Bien avant tout le monde, Laure Mandeville qui sillonnait l’Amérique en campagne, avait vu venir l’ouragan (lire : Qui est vraiment Donald Trump? aux éditions des Équateurs). Car derrière le Trump provocateur parfois odieux, se cache « un homme intelligent, rusé et avisé, qui a géré un empire de dizaines de milliers d’employés et qui sait pertinemment que la politique américaine actuelle est un grand cirque où celui qui crie le plus fort a souvent raison parce que c’est lui qui fait le buzz ».

Interrogée par Figaro Vox, la journaliste explique que « Trump a su capter, au-delà de l’air du temps, la colère profonde qui traversait l’Amérique, puis l’exprimer et la chevaucher. Grâce à ses instincts politiques exceptionnels, il a vu ce que personne d’autre – à part peut-être le démocrate Bernie Sanders – n’avait su voir: le gigantesque ras le bol d’un pays en quête de protection contre les effets déstabilisants de la globalisation, de l’immigration massive et du terrorisme islamique; sa peur du déclin aussi ».

Or, de notre côté de l’Atlantique, des peurs identiques s’expriment. Faudra-t-il une troisième alerte (Marine Le Pen à l’Elysée) pour enfin changer de comportement ? Rien n’est moins sûr à lire les éditoriaux post-élections, qui continuent de ne pas comprendre comment ce « clown » est arrivé à ses fins.

Le fossé entre les élites et le « peuple » n’a jamais été aussi béant. Thierry Fiorilli (Le Vif-l’Express n°3411) a raison de souligner que « ne pas s’en être rendu compte, ne le découvrir que maintenant, c’est démontrer que les vrais exclus ne sont peut-être pas ceux qu’on croit. Que ce sont ces élites, cet establishment, à chaque scrutin toujours davantage taillés en pièce, qui sont hors champ de la réalité ».

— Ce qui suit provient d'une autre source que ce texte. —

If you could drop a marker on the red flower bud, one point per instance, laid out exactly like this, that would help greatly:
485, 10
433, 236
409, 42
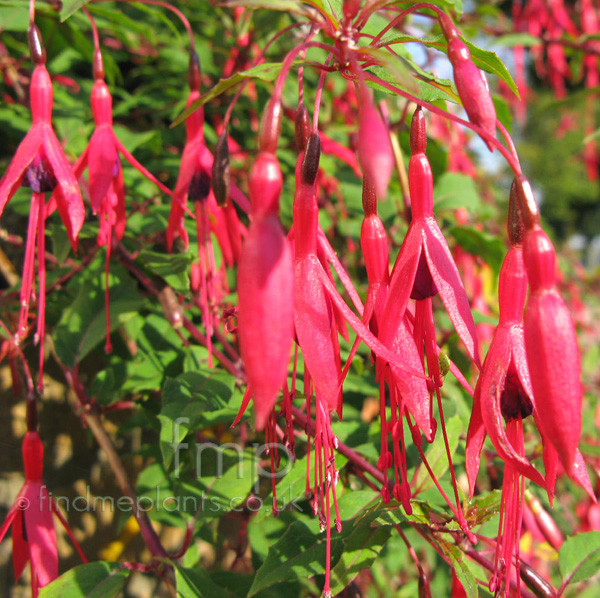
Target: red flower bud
375, 148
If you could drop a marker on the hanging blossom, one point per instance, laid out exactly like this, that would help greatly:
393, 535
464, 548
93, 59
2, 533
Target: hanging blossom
33, 535
101, 158
194, 182
40, 163
505, 392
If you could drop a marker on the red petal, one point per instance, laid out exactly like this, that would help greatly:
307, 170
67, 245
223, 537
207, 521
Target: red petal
450, 287
401, 283
68, 196
20, 545
491, 385
314, 320
553, 359
102, 160
40, 534
266, 316
475, 439
23, 157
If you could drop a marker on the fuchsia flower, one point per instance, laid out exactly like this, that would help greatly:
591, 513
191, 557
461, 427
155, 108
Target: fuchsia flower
423, 268
471, 82
194, 183
314, 313
40, 163
550, 338
505, 391
101, 158
374, 146
266, 281
34, 539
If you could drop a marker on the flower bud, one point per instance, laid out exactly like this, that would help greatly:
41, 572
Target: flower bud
194, 72
221, 172
265, 183
33, 456
270, 126
375, 148
302, 127
36, 45
310, 163
515, 226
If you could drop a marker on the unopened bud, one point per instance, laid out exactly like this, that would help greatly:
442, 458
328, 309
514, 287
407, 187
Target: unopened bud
350, 8
270, 126
424, 587
36, 45
369, 196
535, 582
221, 179
310, 164
194, 72
418, 132
515, 225
302, 127
526, 202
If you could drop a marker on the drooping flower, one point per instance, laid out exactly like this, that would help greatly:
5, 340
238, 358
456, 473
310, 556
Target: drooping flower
471, 82
34, 538
40, 163
265, 283
550, 339
194, 182
107, 189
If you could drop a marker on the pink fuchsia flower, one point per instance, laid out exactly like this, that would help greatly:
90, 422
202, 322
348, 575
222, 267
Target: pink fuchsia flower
266, 280
194, 183
424, 265
40, 163
374, 146
34, 538
107, 190
550, 339
471, 82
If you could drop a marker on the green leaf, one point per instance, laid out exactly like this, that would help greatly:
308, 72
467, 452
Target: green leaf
455, 190
71, 6
579, 557
361, 548
489, 247
510, 40
299, 553
267, 71
93, 580
83, 323
172, 268
195, 583
186, 399
436, 456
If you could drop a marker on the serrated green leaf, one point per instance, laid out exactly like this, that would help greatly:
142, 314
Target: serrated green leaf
436, 456
71, 6
361, 548
267, 71
196, 583
299, 553
83, 323
489, 247
172, 268
579, 557
454, 190
510, 40
489, 61
93, 580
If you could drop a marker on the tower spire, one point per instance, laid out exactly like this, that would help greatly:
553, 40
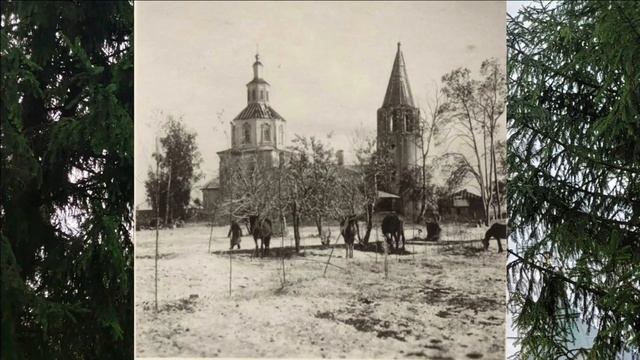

Pour nous journalistes, le chemin entre le politiquement correct et le politiquement abject est particulièrement escarpé. Lorsque seul un Wallon sur dix estime que l’immigration est une réussite, faut-il continuer à démontrer aux neuf autres qu’elle est, au contraire, une extraordinaire chance pour notre système de retraite ? Cela a-t-il un sens d’inventer le « sentiment d’insécurité » face à des navetteurs sincèrement apeurés ou publier des fasicules de novlangue déontologique expliquant dans quel contexte utiliser le terme « autochtone » ?

Evitons de publier les seules statistiques qui nous arrangent en soutien de « démonstrations » coupées des réalités et relevant du snobisme.

Ou bien on poursuit dans l’entre-soi, les formules alambiquées, l’évitement des sujets qui fâchent et, face aux nouveaux médias, nous perdrons définitivement toute audience et tout crédit.

Soit, enfin, nous écoutons, sans mépris, les peurs qui s’expriment et nous y répondons par des éléments factuels qui font sens : la mondialisation est porteuse d’emplois mais aussi de menaces ; nous devons accueillir les vrais réfugiés politiques mais pas toute la misère du monde ; les protections sociales sont un joyau civilisationnel mais l’argent public ne pousse pas sur les arbres ; la fraude fiscale est un fléau mais la fraude sociale ne l’est pas moins ; l’Union européenne est une suite d’erreurs de jugement mais le génie européen n’est pas mort ; on peut construire une société avec l’Islam séculier mais on ne peut pas pactiser avec le Wahhabisme, etc.

Les lecteurs et les auditeurs attendent de nous la vérité, rien de moins, rien de plus.